Las madres solteras

Por Manuel Hernández Villeta

La familia está en crisis. Causas exógenas al entorno familiar erosionan al núcleo básico de la sociedad. Sus integrantes son víctimas, son piezas desechables que no pueden controlar su destino. No pueden ser acusados y acorralados.

Uno de los efectos colaterales de la crisis social, económica,  y política que vive nuestro mundo, son las madres solteras. Por diversas razones, la mujer se ha visto impelida en jugar un rol de avanzada en la sociedad. Desde su sector, cada mujer ha tenido que echar sobre sus hombres el futuro de su familia.

Poner el dedo acusador en las madres solteras, es cometer un despropósito social. Con  su carga de abandono, de exclusión,  de nebulosas en el futuro, no es culpable de su existir pesaroso y ni siquiera se le puede enrostrar que le falla a la educación y formación  de los hijos.

Es el sistema que en su crisis destruye todo lo que está de por medio. Las desavenencias   económicas hacen difícil el sostenimiento del cuadro familiar. El salto social es imposible para la mayoría de los dominicanos y dominicanas. Muchos piensan en el delinquir, en cualquiera de sus variantes, para mantener el trote.

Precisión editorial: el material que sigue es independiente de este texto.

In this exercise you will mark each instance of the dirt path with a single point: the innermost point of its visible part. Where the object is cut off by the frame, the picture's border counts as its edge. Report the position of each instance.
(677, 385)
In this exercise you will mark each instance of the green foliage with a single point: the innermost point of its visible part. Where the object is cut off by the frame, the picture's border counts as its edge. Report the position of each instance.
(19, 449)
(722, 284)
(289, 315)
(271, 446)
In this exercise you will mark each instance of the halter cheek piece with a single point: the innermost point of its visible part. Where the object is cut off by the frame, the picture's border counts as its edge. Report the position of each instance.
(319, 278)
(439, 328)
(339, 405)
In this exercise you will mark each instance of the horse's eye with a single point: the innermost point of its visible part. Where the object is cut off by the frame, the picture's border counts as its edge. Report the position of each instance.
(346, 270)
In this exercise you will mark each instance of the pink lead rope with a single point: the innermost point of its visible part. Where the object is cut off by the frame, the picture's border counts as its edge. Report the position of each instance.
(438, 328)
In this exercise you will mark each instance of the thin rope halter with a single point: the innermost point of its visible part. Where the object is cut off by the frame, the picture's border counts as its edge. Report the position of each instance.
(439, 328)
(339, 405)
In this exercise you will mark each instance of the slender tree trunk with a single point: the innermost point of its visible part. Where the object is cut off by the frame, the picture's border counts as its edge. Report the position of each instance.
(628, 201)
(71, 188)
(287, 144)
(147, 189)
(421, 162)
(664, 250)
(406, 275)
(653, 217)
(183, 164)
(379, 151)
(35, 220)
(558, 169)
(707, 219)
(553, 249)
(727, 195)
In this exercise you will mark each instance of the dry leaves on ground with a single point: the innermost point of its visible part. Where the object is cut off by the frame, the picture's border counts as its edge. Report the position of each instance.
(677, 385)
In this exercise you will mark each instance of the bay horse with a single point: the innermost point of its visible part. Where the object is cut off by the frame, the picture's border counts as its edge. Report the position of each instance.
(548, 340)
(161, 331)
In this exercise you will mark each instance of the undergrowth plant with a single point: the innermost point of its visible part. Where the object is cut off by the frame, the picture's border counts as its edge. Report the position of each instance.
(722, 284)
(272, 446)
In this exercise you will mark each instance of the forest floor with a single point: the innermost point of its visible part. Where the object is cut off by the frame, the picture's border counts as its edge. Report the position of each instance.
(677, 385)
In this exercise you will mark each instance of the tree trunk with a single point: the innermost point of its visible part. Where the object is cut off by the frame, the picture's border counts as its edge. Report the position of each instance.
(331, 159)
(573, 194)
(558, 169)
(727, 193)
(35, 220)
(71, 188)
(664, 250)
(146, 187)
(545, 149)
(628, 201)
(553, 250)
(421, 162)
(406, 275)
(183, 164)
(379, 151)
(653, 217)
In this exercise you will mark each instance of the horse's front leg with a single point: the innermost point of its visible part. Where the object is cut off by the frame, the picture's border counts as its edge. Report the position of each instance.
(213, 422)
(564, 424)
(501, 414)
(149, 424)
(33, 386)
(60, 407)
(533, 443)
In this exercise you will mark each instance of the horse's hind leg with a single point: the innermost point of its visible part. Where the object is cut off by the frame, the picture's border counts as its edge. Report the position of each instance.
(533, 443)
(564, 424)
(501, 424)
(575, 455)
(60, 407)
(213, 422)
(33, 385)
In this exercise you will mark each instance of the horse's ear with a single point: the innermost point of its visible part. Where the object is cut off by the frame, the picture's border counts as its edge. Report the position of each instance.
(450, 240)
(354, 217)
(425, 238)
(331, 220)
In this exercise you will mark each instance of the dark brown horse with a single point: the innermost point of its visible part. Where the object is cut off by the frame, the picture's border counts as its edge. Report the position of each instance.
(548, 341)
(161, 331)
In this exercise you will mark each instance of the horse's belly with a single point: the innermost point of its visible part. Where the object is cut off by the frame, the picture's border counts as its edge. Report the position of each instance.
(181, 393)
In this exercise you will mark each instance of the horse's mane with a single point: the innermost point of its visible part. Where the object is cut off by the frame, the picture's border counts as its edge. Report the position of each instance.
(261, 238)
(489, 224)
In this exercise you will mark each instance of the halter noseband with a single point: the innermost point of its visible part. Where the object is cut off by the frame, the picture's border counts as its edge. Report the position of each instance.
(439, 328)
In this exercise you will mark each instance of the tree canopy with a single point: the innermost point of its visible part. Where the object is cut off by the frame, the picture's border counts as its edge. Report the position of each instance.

El  grave problema del fraccionamiento de la familia no es un resultado individual, se tiene que ver desde el ángulo colectivo. Como los sectores dirigentes le han fallado a la sociedad, como solo se preocupan de la comunidad, cuando tienen de por medio  las elecciones.

Para la mayoría de políticos las madres solteras y su vía-crucis solo interesa porque forman uno de los principales sectores que depositan el voto, y que pueden dar la victoria electoral en los comicios. Sin esas mezquindades, hay que ir en auxilio del cuadro familiar, si se quiere desarrollar el país.

Hay madres solteras que con toda la dignidad posible han levantado su familia lavando ropa, al frente de una batea que vende frituras, limpiando en una casa de familia, o vendiendo comestibles en una canasta. Otras, se rinden, y se despreocupan de los hijos y se ahogan en la diversión y el alcohol para olvidar los problemas.

En definitiva, no se trata de madres solteras, sino de marginalidad y exclusión. Se necesita cambiar a una sociedad que vive en la suciedad, y donde el que nada tiene nada vale. La dignidad humana debe ser valorizada y el trabajo debe estar al alcance de cada ciudadano.

Estamos desde hace tiempo en un callejón sin salida, y las soluciones individuales, y los rechazos   no es el mejor camino para poder salvar los obstáculos. Los cambios sociales están congelados, la equidad económica es una quimera y el futuro muchos lo  vislumbran de acuerdo a los pesos en el bolsillo, y no en la dignidad y el respeto al ser humano. ¡Ay!, se me acabó la tinta.